Trump plans to nominate deputy transportation secretary as deputy attorney general
Posted February 19, 2019 9:53 p.m. EST
Updated February 19, 2019 11:15 p.m. EST
CNN — President Donald Trump intends to nominate Deputy Transportation Secretary Jeffrey Rosen to be the new deputy attorney general, the White House announced in a news release Tuesday.
Trump's announcement comes following the confirmation of new attorney general William Barr and as current deputy attorney general Rod Rosenstein prepares for his mid-March departure -- setting the stage for a new set of Department of Justice officials to oversee special counsel Robert Mueller's investigation. Rosenstein previously oversaw the probe after former Attorney General Jeff Sessions recused himself, and more recently former acting attorney general Matt Whitaker supervised Mueller.
Rosen was previously a senior partner at Chicago-based law firm Kirkland & Ellis, where he worked for nearly 30 years, according to the White House. He served as general counsel at the Transportation Department and in the Office of Management and Budget in the administration of President George W. Bush.
A Northwestern University and Harvard Law School alum, Rosen taught as an adjunct professor at Georgetown University Law Center and chaired the American Bar Association's Section of Administrative Law and Regulatory Practice, per the White House.
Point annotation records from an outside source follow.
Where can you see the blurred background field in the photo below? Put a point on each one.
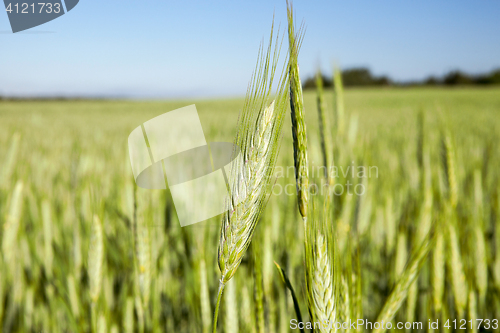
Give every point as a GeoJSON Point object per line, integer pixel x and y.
{"type": "Point", "coordinates": [71, 159]}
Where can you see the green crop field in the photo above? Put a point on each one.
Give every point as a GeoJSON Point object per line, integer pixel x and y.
{"type": "Point", "coordinates": [84, 249]}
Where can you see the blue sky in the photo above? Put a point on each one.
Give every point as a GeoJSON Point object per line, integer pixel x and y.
{"type": "Point", "coordinates": [165, 49]}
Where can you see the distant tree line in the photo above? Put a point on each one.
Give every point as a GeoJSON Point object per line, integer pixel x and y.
{"type": "Point", "coordinates": [363, 77]}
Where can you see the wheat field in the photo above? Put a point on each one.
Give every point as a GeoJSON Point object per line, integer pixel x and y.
{"type": "Point", "coordinates": [85, 250]}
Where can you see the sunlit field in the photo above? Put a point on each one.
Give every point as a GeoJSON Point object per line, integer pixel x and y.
{"type": "Point", "coordinates": [434, 161]}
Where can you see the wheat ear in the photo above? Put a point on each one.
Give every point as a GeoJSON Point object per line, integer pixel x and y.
{"type": "Point", "coordinates": [322, 271]}
{"type": "Point", "coordinates": [456, 268]}
{"type": "Point", "coordinates": [297, 116]}
{"type": "Point", "coordinates": [448, 160]}
{"type": "Point", "coordinates": [400, 291]}
{"type": "Point", "coordinates": [323, 125]}
{"type": "Point", "coordinates": [258, 138]}
{"type": "Point", "coordinates": [339, 101]}
{"type": "Point", "coordinates": [11, 226]}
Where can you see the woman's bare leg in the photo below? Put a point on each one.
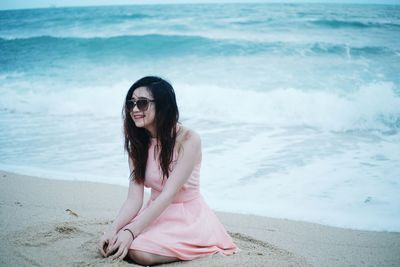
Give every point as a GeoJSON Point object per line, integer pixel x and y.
{"type": "Point", "coordinates": [145, 258]}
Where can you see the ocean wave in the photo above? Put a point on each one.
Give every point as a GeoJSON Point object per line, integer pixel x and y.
{"type": "Point", "coordinates": [156, 45]}
{"type": "Point", "coordinates": [371, 107]}
{"type": "Point", "coordinates": [336, 23]}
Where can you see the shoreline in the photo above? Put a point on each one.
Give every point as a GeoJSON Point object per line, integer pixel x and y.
{"type": "Point", "coordinates": [41, 232]}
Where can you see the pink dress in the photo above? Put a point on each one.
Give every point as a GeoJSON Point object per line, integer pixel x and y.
{"type": "Point", "coordinates": [187, 229]}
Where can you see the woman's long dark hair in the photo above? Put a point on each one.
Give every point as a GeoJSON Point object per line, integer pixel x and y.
{"type": "Point", "coordinates": [137, 140]}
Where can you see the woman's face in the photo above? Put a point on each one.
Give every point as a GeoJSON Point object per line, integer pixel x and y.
{"type": "Point", "coordinates": [146, 118]}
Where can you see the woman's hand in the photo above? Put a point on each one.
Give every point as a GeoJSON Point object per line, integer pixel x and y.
{"type": "Point", "coordinates": [120, 243]}
{"type": "Point", "coordinates": [106, 241]}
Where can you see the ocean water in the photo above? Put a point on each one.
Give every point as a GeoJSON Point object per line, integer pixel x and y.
{"type": "Point", "coordinates": [298, 105]}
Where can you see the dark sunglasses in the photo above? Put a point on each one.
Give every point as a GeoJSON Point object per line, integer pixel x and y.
{"type": "Point", "coordinates": [142, 104]}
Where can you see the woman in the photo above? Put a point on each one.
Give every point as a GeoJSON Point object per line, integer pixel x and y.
{"type": "Point", "coordinates": [175, 224]}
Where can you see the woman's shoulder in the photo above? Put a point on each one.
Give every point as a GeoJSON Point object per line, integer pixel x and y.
{"type": "Point", "coordinates": [187, 135]}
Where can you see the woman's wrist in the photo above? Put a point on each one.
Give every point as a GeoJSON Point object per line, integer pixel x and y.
{"type": "Point", "coordinates": [130, 231]}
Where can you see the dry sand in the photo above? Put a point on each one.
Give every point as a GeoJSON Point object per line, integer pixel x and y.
{"type": "Point", "coordinates": [37, 230]}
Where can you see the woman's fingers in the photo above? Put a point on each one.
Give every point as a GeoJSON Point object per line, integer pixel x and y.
{"type": "Point", "coordinates": [112, 241]}
{"type": "Point", "coordinates": [118, 253]}
{"type": "Point", "coordinates": [111, 249]}
{"type": "Point", "coordinates": [101, 246]}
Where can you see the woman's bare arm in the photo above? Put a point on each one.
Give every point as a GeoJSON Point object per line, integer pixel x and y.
{"type": "Point", "coordinates": [186, 161]}
{"type": "Point", "coordinates": [132, 204]}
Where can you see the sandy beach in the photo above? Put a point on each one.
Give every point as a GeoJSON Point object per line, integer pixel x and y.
{"type": "Point", "coordinates": [51, 222]}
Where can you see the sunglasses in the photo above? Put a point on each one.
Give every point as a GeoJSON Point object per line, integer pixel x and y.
{"type": "Point", "coordinates": [142, 104]}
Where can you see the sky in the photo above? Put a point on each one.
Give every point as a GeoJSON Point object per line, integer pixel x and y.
{"type": "Point", "coordinates": [18, 4]}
Barr praised Rosen, whom he has known for more than 20 years, as an experienced manager and litigator.
"Jeffrey Rosen is a distinguished lawyer who has served at the highest levels of government and the private sector," Barr wrote in a statement, citing Rosen's "experience litigating complex matters in state and federal courts" and his current position at DOT "where he leads 50,000 employees."
"His years of outstanding legal and management experience make him an excellent choice to succeed Deputy Attorney General Rod Rosenstein, who has served the Department of Justice over many years with dedication and distinction," Barr added.
Rosen, who has never worked at DOJ, will oversee the day-to-day management of the department.
CNN reported last week that Rosen, who was confirmed by the Senate in 2017, had emerged as the top contender for the job. Rosenstein had planned for several months to depart shortly after Barr's confirmation, and a Justice Department official told CNN Monday that he would leave in mid-March.
The succession of the deputy attorneys general is also telling in its implications for the Mueller probe, as Rosenstein has signaled to other officials that he would leave when he was satisfied that Mueller's investigation was either complete or close enough so as to be sufficiently protected. An official briefed on the discussions said Rosenstein wants to ensure a smooth transition, which includes the Mueller investigation.